By Beatriz Miranda, Contributing Reporter

RIO DE JANEIRO, BRAZIL – This Saturday, May 5th, it is time to celebrate “Cinco de Mayo” (May 5th), which commemorates Mexican cultural heritage and history. In Rio de Janeiro, the date will not go uncelebrated: expatriates and locals will enjoy the holiday in Mexican bars and restaurants, a themed dinner party and a show.

Brazil, Rio de Janeiro, Rio News, Brazil News
The Cinco de Mayo holiday in the United States is characterized by great parades, mariachi music and typical Mexican dishes, photo by Russ/ Flickr.

If the festive events of Cinco de Mayo are mostly associated with the United States, the origin of the date goes back to nineteenth century’s Mexico. Despite of what many people may think, Cinco de Mayo has no relation with Mexico’s independence, but the military victory of the city of Puebla, which defeated the French army in 1862.

Even though Cinco de Mayo is not a Mexican holiday, and not a significant date for the entire country, it is strongly celebrated by Puebla’s citizens for representing the resistance against the foreign domination.

The Cinco de Mayo became a United States’ national holiday around the 1960s, when Latino activists started to raise awareness for the date. Today, it is celebrated by diverse Americans with parades, parties, traditional Mexican music and a culinary feast of burritos, tacos, quesadillas and other Mexican delights.

The biggest Cinco de Mayo celebration in the world is the Fiesta Broadway party. Taking place in Los Angeles, the festival, spread across 24 blocks, usually attracts over 600,000 people for its lively musical line-up, dance performances and typical Mexican food stalls.

In Rio de Janeiro, one of the Cinco de Mayo celebrations among expatriates will be a themed dinner party and fundraiser night host by the U.S. Consul General and his wife, Jimmy and Susan Story.

Happening in Also Leblon, the event aims to gather the foreign community in Rio to fraternize with an authentic Mexican dinner made by restaurant Azteka (in Ipanema). The money raised by the dinner (R$200 per person) will be donated to NGO Art & Social Transformation.

Partygoers looking for a cheered up program should go to the “Manie y El Gran Circo Dansante” party tonight. Happening at the Crescer e Viver circus, in Centro, the party combines live Latin music and circus performances in honor to Cinco de Mayo.

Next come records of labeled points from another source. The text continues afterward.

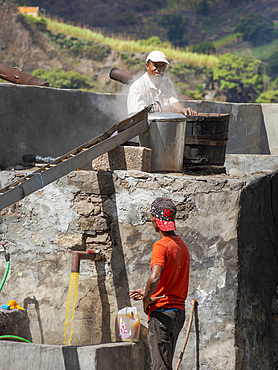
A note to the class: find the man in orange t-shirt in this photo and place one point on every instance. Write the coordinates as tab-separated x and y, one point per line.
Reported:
167	286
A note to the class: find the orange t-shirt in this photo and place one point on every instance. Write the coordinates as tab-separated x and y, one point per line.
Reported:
172	254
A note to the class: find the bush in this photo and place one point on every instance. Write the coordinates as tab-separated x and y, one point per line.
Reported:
204	47
81	48
256	29
63	80
240	79
270	96
176	25
272	65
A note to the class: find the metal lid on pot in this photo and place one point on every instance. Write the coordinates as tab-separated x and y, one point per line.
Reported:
166	116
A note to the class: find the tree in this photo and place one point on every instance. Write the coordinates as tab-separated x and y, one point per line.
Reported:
176	25
256	29
272	66
240	79
204	47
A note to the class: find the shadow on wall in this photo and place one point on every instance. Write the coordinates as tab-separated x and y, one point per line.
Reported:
256	328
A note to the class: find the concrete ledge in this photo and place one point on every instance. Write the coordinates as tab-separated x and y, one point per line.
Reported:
250	163
116	356
124	158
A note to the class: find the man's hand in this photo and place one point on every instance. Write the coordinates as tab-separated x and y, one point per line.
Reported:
179	108
147	302
137	294
189	112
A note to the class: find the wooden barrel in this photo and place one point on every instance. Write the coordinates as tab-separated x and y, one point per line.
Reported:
206	137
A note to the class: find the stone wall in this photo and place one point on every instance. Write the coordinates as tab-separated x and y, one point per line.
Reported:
229	224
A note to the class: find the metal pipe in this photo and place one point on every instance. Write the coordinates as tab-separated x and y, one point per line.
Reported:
81	255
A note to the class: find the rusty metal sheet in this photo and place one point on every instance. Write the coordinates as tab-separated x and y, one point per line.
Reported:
16	76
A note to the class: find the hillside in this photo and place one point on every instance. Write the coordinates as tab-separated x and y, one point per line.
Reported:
193	20
73	57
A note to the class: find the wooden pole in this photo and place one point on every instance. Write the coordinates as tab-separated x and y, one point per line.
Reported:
193	302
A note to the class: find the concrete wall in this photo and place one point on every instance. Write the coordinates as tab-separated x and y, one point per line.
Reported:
117	356
110	212
47	121
50	122
252	128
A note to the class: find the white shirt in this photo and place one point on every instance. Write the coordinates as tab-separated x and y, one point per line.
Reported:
143	92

DJs from the Manie Dansant party (vintage American music), musicians Serafín de Janeiro and Alê Sax (from band TechnoBrass), and clown Matias are some of the attractions one will find at the event.

Food and celebration enthusiasts who want to get into the Cinco de Mayo mood should definitely go to bar and restaurant Blue Agave. Present both in Ipanema and Copacabana, Blue Agave is known for its accessible Mexican cuisine, drinks and good prices.

Considered a “meeting point” for the expatriate community in Rio, Blue Agave promises to offer a bustling Cinco de Mayo night, and will not disappoint those looking for nice micheladas, tequila shots and tasty burritos.

Apart from Blue Agave, Rio’s Zona Sul is served by several Mexican restaurants that are also worth checking out, like Guacamole, in Jardim Botânico; Azteka, in Ipanema; Tex-Mex house Rota 66, in Copacabana; and La Calaca, in Flamengo.